User-defined types for groupby apply with p2p shuffling

It seems that p2p shuffling is not supported for a dask dataframe that contains columns of user-defined types. This is not a limitation for tasks shuffling though. Here’s an example:

import dask
import dask.dataframe as dd
import pandas as pd

class Foo:
    def __init__(self, x):
        self.x = x
        
def make_df():
    return pd.DataFrame([[1, Foo(1)], [2, Foo(2)], [3, Foo(3)]] , columns=['A', 'B'])

ddf = dd.from_delayed(dask.delayed(make_df)(), meta={'A': int, 'B': object})
ddf.groupby('A').apply(lambda df: len(df), meta=(None, int)).compute()

Here ddf contains a column B of type Foo, and as a result I can’t groupby and apply on ddf with p2p shuffling. I tried changing the meta for B to Foo but it still doesn’t work. Does there exist a way right now to do it?

Hi @yiliema,

Welcome to Dask community!

Just to be sure, why do you mean you can’t groupby and apply with p2p shuffling. Do you get an error with the above code?

Yes, I ran it with several recent dask versions and I got the same error saying p2p shuffling failed. And the root cause seems to be that p2p relies on pyarrow, which complains about user-defined types. What I’m not sure about is if there exists a way to get around that. If not, then it’s probably an issue or feature request.

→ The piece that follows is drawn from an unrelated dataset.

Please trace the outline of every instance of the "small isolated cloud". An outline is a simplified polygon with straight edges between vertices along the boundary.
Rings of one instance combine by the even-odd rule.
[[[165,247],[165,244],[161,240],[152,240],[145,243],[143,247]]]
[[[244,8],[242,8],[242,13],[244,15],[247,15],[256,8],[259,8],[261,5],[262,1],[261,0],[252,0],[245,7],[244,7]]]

Actually this only fails if the computation takes place on a cluster.

import dask
import dask.dataframe as dd
from dask.distributed import Client
import pandas as pd

class Foo:
    def __init__(self, x):
        self.x = x
        
def make_df():
    return pd.DataFrame([[1, Foo(1)], [2, Foo(2)], [3, Foo(3)]] , columns=['A', 'B'])

cl = Client()
ddf = dd.from_delayed(dask.delayed(make_df)(), meta={'A': int, 'B': object})
cl.gather(cl.compute(ddf.groupby('A').apply(lambda df: len(df), meta=(None, int))))

Running it locally as in my original post works fine, confusingly.

Yes, you are right, serialization only happens when using multiple processes.

You clearly well identified the cause, PyArrow doesn’t know how to serialize your user defined type. There might be some way to get around, but I didn’t find it yet, maybe someone knows better than me!

cc @fjetter @crusaderky.

Sorry for the late reply. I believe this has been fixed now. At least it works for me right now with the latest release 2023.12.1

1 Like

@fjetter Thanks for the reply. I think the example in OP always runs fine, it’s when it takes place on a cluster that it fails. I tried running with 2023.12.0 and it still fails. Sorry for the confusion.